I am desperate for You!!!

Hello Again! Well, I just wanted to share what God has been doing in my life....

I suppose I can say right now, I am so desperate for God. I need him so desperately in my life because I know if He does not take me, mold me, make me, rescue me, heal me, lead me, guide me, be my all in all...
I will completely crumble. I know I won't make it...I won't make another day.
Has anyone ever been there and feels the desperation like I feel, bloggy friends????

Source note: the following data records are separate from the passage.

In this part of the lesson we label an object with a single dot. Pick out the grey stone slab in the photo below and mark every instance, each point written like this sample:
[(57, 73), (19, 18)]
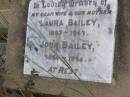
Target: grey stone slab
[(68, 38)]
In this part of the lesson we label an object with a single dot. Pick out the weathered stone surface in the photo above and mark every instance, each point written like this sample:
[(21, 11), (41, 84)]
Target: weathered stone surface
[(78, 33), (15, 50)]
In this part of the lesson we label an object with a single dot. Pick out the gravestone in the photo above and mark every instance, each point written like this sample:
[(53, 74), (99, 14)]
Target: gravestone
[(71, 39)]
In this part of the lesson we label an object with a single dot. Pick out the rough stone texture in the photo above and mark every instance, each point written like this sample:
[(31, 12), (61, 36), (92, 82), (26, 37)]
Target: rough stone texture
[(15, 51), (94, 49)]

I am at a complete and total standstill in my life....wondering and waiting on the Lord. I love the Psalms especially in this season in my life. Psalm 30 is what I have been reading over and over again..."Hear, O Lord and be merciful to me; O Lord, be my help."
I need HELP....not from a doctor, not from a lawyer...but from Almighty God himself....who is more powerful than anything....that will save my soul and has saved my soul from destruction both now and in the present age to come....
Jesus I need you so desperately today. I really don't want to write here about all my neediness but this is what is on my heart today....
I am hoping and praying for better days. For new direction, for confirmation to come that all this hardship was not done in vain. I am going to continue to seek and pray to my heavenly Father because I know He will see me through!!

God bless.

Tuesday, January 10, 2012

An update for 2012

Hello again to all my bloggy friends!!

I know it has been a while since I updated you on all the happenin's here in Guam.
To be completely honest with you, we have been going through a trial, maybe I could call it a storm that has put my focus off of things like updating blogs, laundry, goals for the New Year, cleaning house, etc...
Unfortanately, it took my mind off of trusting in the Lord too....I am working at now seeking my Father's face in this whole ordeal and taking in each moment He gives me to operate in His Spirit, in His timing, and in His grace.
I don't want to really make this post boring, sad, or have you,my bloggy friends, be concerned. Just know that our Father God is working mightily in me, revealing to me His love, His peace, and His security...for His purpose.
I want to share so much with you all about the birth of our newest lil' guy. I can't wait to put pics of him up here and the other kids. They are growing up and God is doing a work in each one of them.
Anaya prayed the other night with her face in the rug to accept Jesus in her heart. I read her a Bible Story and talked with her about Jesus and she wanted Him to come into her heart....she also saw her sister baptized in the ocean out here and so she wants to do that too. Don't know yet...but all in God's timing.
I know my oldest daughter wants me to post here more often. I will do so when the Lord allows...please pray for me. I am needy of prayer this season of my life. I used to pray for others on a pretty regular basis and people would search me out to pray for them...yet God has me here asking people to pray for me.
I love this verse, "Be strong in the Lord and in the power of His might."